Alta. dairy farm innovates its way to success

On the Farm: The ter Borgh family believes in adopting new technology but says supply management is also crucial

CALMAR, Alta. — The ter Borgh family continues to evolve, adopting newer technologies on their dairy farm to make tasks easier.

The family recently installed a rotary milking system, a merry-go-round-like structure that can milk 250 to 270 cows per hour. Without it, milking would’ve taken about six hours, said Johan ter Borgh.

“There would have been no time for other work,” he said, sitting beside his wife, Riekje, at their home near Calmar.

“Now if we want to milk 100 cows more, it would just take 20 minutes longer. It allows us to expand later on if we want to.”

The family milks 340 cows and harvests about 960 acres for feed. Their sons, Gerard and Berend, work full-time on the farm. Their daughter, Miriam, is studying agriculture at the University of Saskatchewan.

Johan and Riekje originally dairy farmed in Holland, but moved to Alberta in 1995.

Johan said the city back home had purchased their land for expansion. It allowed them to sell the farm there and determine where they should go next.

“We were thinking to start a farm in the northern part of Holland or look somewhere else,” Riekje said.

They ultimately chose Alberta.

Their relatives in the province told them they liked it. As well, Johan said it made financial sense at the time. Canada had a quota system, which is something that worked well for them.

“When you have a good-running farm, you don’t leave,” Riekje said. “But we had this opportunity to look around, and we wanted to make the best decision.”

The family initially milked 90 cows, slowly increasing their numbers. They made a major expansion in 2012, adding the rotary unit and building a new barn, when Gerard and Berend returned from college to work full-time.

“After 24 years, this becomes your home,” Riekje said jokingly.

Any mention of the newly signed North American Free Trade Agreement, which saw Canada give 3.59 percent market access to the United States, spurs lively discussion.

Johan said Canada’s quota system has allowed their farm to remain successful.

He’s worried the country’s dairy industry could be dismantled if more quota is given up.

Riekje pointed out Canada also made concessions on dairy through the Canada-European Union Comprehensive Economic and Trade Agreement and the Comprehensive and Progressive Agreement for Trans-Pacific Partnership between Canada and 10 other Asia-Pacific nations.

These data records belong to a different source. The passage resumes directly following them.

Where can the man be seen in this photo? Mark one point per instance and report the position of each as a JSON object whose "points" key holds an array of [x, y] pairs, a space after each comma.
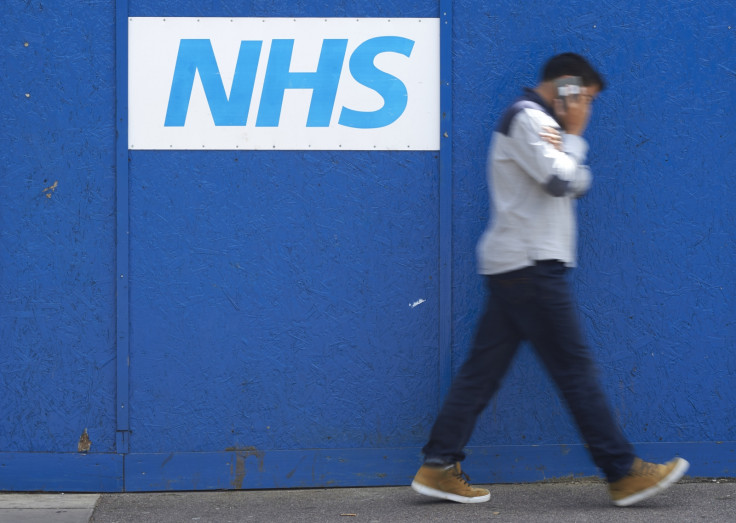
{"points": [[536, 170]]}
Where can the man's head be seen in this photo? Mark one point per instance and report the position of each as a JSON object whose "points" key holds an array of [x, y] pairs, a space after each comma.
{"points": [[572, 113], [571, 64]]}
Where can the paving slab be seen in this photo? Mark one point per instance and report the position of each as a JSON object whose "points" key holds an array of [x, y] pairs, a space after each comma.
{"points": [[583, 502], [47, 508]]}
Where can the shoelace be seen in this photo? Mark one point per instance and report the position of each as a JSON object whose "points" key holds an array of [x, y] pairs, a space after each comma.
{"points": [[646, 469], [462, 476]]}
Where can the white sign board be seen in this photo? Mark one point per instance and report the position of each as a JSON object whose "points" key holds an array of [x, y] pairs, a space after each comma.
{"points": [[283, 83]]}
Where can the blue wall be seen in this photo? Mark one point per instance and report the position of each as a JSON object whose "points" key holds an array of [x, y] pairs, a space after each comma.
{"points": [[271, 342]]}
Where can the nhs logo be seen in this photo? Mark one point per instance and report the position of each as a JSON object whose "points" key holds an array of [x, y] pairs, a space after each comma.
{"points": [[283, 83]]}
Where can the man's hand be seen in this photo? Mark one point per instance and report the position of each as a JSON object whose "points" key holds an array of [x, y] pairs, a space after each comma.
{"points": [[552, 136], [574, 112]]}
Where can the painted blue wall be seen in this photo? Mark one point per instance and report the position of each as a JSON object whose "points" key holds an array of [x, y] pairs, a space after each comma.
{"points": [[57, 226], [656, 281], [272, 342]]}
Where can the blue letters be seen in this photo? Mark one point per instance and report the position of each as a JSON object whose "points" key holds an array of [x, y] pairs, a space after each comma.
{"points": [[197, 55], [323, 83], [389, 87]]}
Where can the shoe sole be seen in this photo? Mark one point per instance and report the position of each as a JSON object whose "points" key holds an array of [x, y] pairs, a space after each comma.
{"points": [[679, 471], [428, 491]]}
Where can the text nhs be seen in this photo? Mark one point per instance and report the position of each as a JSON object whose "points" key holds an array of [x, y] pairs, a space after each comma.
{"points": [[197, 56]]}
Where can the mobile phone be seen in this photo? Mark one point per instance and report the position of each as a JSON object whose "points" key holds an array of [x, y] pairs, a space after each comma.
{"points": [[568, 86]]}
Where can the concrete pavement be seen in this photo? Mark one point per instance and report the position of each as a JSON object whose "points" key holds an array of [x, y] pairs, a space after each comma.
{"points": [[580, 501], [46, 508]]}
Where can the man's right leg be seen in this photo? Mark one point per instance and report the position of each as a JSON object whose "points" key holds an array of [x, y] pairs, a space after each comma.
{"points": [[495, 344]]}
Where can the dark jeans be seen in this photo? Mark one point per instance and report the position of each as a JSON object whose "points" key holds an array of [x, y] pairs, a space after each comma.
{"points": [[534, 304]]}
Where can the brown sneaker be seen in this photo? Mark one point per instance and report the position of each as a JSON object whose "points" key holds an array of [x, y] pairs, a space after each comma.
{"points": [[644, 480], [448, 483]]}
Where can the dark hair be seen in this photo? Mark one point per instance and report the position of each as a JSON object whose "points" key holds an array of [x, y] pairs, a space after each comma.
{"points": [[571, 64]]}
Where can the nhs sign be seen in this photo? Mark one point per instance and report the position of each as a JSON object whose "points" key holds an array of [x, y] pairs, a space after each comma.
{"points": [[283, 83]]}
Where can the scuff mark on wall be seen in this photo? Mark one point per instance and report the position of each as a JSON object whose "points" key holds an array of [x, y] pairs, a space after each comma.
{"points": [[237, 470], [50, 189], [84, 442]]}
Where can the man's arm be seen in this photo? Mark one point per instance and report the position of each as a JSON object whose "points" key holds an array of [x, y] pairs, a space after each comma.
{"points": [[559, 167]]}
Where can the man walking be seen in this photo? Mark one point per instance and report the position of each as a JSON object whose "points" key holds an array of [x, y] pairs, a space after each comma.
{"points": [[536, 171]]}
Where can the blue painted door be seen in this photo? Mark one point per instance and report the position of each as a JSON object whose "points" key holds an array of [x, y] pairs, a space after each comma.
{"points": [[283, 305]]}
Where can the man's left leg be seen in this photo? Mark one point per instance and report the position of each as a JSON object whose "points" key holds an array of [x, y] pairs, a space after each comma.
{"points": [[556, 334]]}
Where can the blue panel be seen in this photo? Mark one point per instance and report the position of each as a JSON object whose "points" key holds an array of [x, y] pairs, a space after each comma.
{"points": [[271, 299], [656, 279], [54, 472], [57, 308]]}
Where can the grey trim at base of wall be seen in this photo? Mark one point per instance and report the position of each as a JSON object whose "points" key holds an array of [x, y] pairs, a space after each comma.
{"points": [[249, 468]]}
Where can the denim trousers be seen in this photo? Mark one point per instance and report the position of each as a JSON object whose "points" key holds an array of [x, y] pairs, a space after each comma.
{"points": [[533, 304]]}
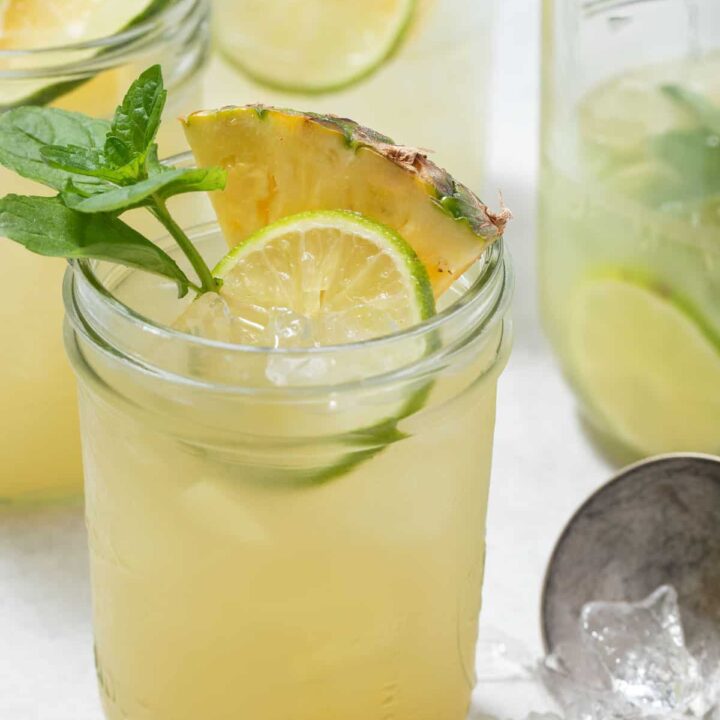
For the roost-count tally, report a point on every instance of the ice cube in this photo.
(631, 661)
(642, 648)
(500, 657)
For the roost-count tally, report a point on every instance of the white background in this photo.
(544, 466)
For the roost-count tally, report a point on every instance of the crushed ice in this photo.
(631, 661)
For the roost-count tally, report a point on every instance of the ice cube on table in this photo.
(642, 648)
(631, 661)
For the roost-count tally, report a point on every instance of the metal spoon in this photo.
(657, 522)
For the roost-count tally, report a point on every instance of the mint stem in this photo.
(207, 281)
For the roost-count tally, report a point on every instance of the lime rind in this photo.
(385, 53)
(644, 280)
(645, 367)
(370, 440)
(406, 260)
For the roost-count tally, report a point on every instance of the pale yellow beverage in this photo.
(39, 436)
(271, 539)
(416, 70)
(630, 254)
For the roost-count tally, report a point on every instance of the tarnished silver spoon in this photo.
(655, 523)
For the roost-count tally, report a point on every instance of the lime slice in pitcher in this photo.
(647, 363)
(314, 46)
(46, 24)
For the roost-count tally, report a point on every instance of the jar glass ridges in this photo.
(308, 549)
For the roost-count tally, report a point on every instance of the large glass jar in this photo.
(284, 533)
(39, 440)
(630, 217)
(415, 70)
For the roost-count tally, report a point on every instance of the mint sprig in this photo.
(101, 169)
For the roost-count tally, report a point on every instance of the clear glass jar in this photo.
(39, 441)
(630, 218)
(422, 83)
(284, 533)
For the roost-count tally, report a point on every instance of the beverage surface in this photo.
(274, 532)
(630, 226)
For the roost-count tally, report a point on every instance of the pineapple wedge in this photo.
(282, 162)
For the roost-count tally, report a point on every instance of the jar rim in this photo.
(497, 273)
(108, 48)
(476, 312)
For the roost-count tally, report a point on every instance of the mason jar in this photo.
(284, 533)
(39, 439)
(416, 70)
(630, 218)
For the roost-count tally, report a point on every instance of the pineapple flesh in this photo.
(282, 162)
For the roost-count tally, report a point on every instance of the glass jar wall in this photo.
(39, 439)
(630, 218)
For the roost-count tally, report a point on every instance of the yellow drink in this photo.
(430, 92)
(231, 582)
(39, 438)
(629, 257)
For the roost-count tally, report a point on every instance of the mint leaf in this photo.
(705, 112)
(163, 184)
(26, 131)
(46, 227)
(695, 156)
(137, 119)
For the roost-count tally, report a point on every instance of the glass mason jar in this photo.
(412, 69)
(284, 533)
(39, 441)
(630, 218)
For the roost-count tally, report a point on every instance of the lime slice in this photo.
(34, 24)
(313, 46)
(646, 363)
(312, 280)
(318, 279)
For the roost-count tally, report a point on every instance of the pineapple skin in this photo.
(281, 162)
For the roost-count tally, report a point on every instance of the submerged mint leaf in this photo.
(694, 155)
(163, 184)
(26, 131)
(703, 110)
(137, 119)
(46, 227)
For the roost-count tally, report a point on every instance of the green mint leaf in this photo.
(694, 155)
(137, 119)
(26, 131)
(705, 112)
(74, 158)
(152, 161)
(91, 163)
(164, 184)
(46, 227)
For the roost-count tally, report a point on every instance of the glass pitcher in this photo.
(629, 221)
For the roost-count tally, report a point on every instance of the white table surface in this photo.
(544, 467)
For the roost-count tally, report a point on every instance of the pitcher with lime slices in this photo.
(413, 68)
(78, 58)
(287, 445)
(630, 218)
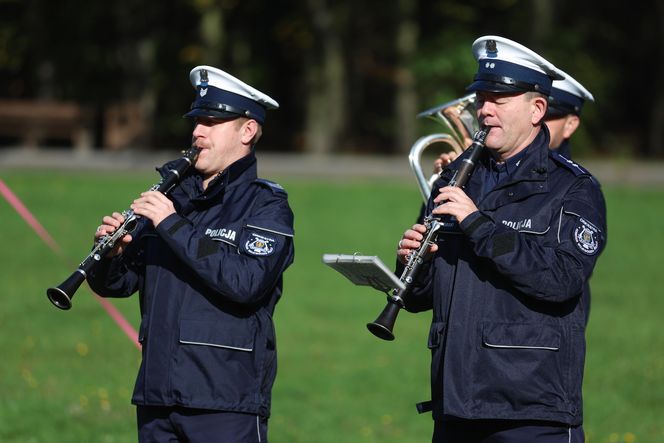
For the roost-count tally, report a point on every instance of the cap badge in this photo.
(204, 78)
(491, 48)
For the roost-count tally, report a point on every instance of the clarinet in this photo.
(61, 295)
(383, 326)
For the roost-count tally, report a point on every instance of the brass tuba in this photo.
(459, 117)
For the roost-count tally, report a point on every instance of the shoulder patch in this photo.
(586, 237)
(575, 168)
(276, 188)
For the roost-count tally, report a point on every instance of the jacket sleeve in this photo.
(554, 271)
(244, 272)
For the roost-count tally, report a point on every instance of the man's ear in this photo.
(248, 131)
(571, 124)
(539, 106)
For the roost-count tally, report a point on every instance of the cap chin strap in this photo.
(221, 107)
(509, 81)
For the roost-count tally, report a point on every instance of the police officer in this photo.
(506, 280)
(209, 274)
(563, 115)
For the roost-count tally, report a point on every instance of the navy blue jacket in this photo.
(208, 278)
(507, 292)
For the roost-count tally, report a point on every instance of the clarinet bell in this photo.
(62, 295)
(383, 325)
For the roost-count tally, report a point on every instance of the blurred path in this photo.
(297, 165)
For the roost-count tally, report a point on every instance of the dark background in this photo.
(350, 76)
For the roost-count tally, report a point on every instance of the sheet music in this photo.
(364, 270)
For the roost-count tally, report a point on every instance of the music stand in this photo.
(364, 270)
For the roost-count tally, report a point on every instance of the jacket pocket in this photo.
(521, 366)
(521, 336)
(237, 336)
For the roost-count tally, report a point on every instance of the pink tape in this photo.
(111, 310)
(13, 200)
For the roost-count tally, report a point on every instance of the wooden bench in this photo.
(34, 121)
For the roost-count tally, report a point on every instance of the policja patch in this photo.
(586, 237)
(259, 244)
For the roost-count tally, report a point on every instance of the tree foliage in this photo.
(349, 75)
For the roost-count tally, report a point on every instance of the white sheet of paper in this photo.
(364, 270)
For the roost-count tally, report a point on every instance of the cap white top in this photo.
(513, 52)
(572, 86)
(224, 81)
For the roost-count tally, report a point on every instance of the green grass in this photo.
(67, 376)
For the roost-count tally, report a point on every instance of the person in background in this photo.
(563, 115)
(208, 270)
(506, 278)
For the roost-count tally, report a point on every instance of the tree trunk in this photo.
(406, 96)
(326, 82)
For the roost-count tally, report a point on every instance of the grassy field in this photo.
(68, 376)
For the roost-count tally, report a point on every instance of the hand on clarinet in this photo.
(411, 241)
(453, 201)
(154, 206)
(108, 225)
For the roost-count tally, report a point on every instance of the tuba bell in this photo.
(460, 119)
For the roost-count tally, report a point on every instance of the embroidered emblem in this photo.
(586, 237)
(259, 244)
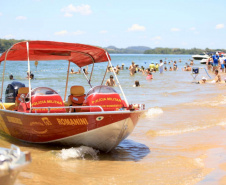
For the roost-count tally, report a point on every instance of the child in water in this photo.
(137, 84)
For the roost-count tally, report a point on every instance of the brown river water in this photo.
(180, 140)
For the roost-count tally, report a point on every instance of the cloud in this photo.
(78, 32)
(9, 36)
(82, 9)
(137, 27)
(192, 29)
(157, 38)
(103, 31)
(64, 32)
(21, 18)
(219, 26)
(175, 29)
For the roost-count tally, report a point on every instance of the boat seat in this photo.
(77, 95)
(22, 90)
(50, 100)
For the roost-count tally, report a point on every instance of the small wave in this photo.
(78, 152)
(152, 112)
(219, 100)
(181, 131)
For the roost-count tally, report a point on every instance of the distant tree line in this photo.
(6, 44)
(180, 51)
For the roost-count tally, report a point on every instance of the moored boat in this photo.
(100, 118)
(200, 56)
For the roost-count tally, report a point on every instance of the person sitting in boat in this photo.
(137, 84)
(85, 70)
(110, 82)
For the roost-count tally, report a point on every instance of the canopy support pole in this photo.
(86, 78)
(105, 74)
(91, 74)
(29, 72)
(117, 80)
(3, 74)
(65, 94)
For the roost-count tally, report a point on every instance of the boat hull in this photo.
(100, 130)
(200, 57)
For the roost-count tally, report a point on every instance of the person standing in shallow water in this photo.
(161, 67)
(132, 68)
(110, 82)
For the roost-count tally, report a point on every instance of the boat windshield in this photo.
(102, 89)
(42, 91)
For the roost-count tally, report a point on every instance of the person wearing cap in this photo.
(203, 81)
(110, 82)
(132, 68)
(215, 61)
(217, 78)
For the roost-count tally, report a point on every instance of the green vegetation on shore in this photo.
(180, 51)
(5, 44)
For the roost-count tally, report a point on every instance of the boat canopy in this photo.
(79, 54)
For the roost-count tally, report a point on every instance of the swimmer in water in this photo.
(217, 78)
(11, 77)
(137, 84)
(132, 68)
(203, 81)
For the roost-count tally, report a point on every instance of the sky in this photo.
(120, 23)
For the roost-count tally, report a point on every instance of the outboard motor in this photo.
(12, 91)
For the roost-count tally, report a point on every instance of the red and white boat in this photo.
(100, 118)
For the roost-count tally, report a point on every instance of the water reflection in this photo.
(127, 150)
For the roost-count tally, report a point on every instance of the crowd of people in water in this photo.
(215, 63)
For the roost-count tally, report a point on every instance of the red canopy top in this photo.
(79, 54)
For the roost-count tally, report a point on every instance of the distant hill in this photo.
(138, 48)
(128, 50)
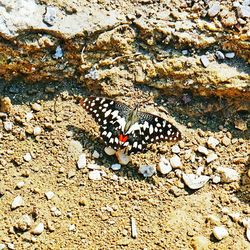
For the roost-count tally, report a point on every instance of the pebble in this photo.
(27, 157)
(81, 163)
(36, 107)
(219, 55)
(17, 202)
(220, 232)
(38, 229)
(176, 149)
(211, 157)
(212, 142)
(37, 130)
(20, 184)
(109, 151)
(116, 166)
(164, 166)
(248, 233)
(194, 181)
(204, 60)
(49, 195)
(8, 126)
(216, 179)
(230, 55)
(147, 170)
(96, 154)
(203, 150)
(50, 16)
(95, 175)
(243, 11)
(175, 161)
(226, 141)
(122, 158)
(228, 174)
(214, 9)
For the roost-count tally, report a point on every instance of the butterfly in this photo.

“It’s a slippery slope,” Johan said. “If we keep giving more, when will it stop? If this uncertainty gets worse, you’re in a spot where you just sit back and wait.”

He referenced issues in the United States, where many farmers are producing too much milk and seeing marginal, if any, returns.

“We need a guaranteed price to cover our costs. Costs of production are higher, we’re in a colder climate and we need to cover our barns,” Johan said.

“If more milk is coming in cheap, we will never be able to compete. It won’t just affect us. It’ll affect equipment dealers, nutritionists, trucking companies. Processors might as well close their doors.”

However, the family forges ahead despite potential uncertainty down the road.

They are developing a succession plan with their sons, but won’t be retiring anytime soon.

“We would like to expand more, but in a cautious way,” Johan said. “We’ll be here to help the boys, but we’re in that beginning phase.”